Mnemosyne, source of the word mnemonic, was the personification of memory in Greek mythology. The titaness was the daughter of Gaia and Uranus and the mother of the nine Muses by Zeus:

  • Calliope (Epic Poetry)
  • Clio (History)
  • Erato (Love Poetry)
  • Euterpe (Music)
  • Melpomene (Tragedy)
  • Polyhymnia (Hymns)
  • Terpsichore (Dance)
  • Thalia (Comedy)
  • Urania (Astronomy)

In Hesiod's Theogony, kings and poets receive their powers of authoritative speech from their possession of Mnemosyne and their special relationship with the Muses.

As a Titan daughter of Ouranos (Heaven), Mnemosyne was also a goddess of time. She represented the rote memorization required, before the introduction of writing, to preserve the stories of history and sagas of myth. In this role she was represented as the mother of the Muses, originally patron goddesses of the poets of the oral tradition.

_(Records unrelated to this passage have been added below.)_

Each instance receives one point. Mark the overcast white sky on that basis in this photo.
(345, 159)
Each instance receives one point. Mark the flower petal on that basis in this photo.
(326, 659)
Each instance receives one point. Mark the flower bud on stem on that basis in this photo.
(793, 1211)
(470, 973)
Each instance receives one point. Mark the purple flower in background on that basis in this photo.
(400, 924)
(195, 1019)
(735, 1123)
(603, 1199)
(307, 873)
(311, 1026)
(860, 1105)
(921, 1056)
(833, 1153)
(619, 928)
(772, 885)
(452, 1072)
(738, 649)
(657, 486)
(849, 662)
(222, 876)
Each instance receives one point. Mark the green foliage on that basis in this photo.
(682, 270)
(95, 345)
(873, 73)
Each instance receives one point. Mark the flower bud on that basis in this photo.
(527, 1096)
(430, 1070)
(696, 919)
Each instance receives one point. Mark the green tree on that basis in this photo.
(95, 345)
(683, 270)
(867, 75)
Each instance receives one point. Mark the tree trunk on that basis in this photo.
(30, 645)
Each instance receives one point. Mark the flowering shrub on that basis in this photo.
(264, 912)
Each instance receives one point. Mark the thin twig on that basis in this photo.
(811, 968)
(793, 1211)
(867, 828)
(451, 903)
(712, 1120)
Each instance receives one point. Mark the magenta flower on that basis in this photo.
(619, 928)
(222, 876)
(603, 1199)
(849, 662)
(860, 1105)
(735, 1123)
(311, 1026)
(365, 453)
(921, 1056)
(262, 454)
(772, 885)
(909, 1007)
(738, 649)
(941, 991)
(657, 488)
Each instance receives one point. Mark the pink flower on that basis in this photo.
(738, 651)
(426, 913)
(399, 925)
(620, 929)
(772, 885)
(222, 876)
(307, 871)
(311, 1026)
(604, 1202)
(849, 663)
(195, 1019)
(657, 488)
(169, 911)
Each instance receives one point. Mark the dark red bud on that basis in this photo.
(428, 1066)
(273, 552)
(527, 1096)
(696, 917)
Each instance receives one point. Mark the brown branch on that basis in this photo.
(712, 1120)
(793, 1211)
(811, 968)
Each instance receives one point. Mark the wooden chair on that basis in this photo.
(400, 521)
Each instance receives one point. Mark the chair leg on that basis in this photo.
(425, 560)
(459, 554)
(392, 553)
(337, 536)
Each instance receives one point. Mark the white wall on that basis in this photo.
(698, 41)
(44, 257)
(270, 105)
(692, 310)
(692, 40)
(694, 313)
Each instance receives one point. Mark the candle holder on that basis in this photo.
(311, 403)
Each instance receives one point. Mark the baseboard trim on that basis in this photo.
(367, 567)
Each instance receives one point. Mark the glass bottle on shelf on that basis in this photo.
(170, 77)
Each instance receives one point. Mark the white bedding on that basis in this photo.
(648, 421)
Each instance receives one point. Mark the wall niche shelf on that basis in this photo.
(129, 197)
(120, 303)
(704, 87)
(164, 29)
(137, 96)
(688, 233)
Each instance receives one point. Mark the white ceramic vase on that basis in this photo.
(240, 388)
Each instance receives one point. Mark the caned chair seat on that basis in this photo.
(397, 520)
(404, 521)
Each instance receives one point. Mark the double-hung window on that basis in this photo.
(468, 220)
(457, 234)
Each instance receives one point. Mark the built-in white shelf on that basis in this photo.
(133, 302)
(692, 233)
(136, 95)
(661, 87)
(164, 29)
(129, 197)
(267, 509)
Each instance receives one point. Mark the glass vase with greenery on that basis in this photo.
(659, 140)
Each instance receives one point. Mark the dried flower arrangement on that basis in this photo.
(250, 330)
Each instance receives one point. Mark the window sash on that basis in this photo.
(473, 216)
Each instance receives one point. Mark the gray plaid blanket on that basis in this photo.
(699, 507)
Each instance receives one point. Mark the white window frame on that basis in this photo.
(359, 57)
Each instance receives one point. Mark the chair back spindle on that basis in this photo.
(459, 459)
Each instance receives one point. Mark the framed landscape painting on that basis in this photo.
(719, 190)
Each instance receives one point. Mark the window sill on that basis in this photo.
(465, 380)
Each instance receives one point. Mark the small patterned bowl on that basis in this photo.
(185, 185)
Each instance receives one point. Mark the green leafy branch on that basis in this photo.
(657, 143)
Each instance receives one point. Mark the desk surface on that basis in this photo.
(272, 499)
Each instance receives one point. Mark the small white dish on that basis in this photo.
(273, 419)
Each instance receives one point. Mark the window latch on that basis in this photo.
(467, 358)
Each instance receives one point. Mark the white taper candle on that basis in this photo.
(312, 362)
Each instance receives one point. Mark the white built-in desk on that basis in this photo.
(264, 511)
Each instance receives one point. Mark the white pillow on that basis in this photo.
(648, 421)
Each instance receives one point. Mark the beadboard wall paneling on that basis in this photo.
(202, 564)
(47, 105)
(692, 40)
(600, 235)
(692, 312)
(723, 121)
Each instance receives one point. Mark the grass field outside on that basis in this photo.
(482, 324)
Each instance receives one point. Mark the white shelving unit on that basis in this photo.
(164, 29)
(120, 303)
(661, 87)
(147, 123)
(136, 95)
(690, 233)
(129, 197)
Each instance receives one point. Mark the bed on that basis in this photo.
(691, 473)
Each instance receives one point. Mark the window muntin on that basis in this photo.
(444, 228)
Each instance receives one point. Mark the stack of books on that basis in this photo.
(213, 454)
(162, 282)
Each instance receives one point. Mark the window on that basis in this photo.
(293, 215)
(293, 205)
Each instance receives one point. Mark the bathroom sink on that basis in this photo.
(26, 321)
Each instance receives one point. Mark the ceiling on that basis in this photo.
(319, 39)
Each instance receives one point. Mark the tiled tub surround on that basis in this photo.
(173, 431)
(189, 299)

Zeus and Mnemosyne slept together for nine consecutive nights, thus birthing the nine Muses. Mnemosyne also presided over a pool in Hades, counterpart to the river Lethe, according to a series of 4th century BC Greek funerary inscriptions in dactylic hexameter. Dead souls drank from Lethe so they would not remember their past lives when reincarnated. Initiates were encouraged to drink from the river Mnemosyne when they died, instead of Lethe. These inscriptions may have been connected with Orphic poetry (see Zuntz, 1971).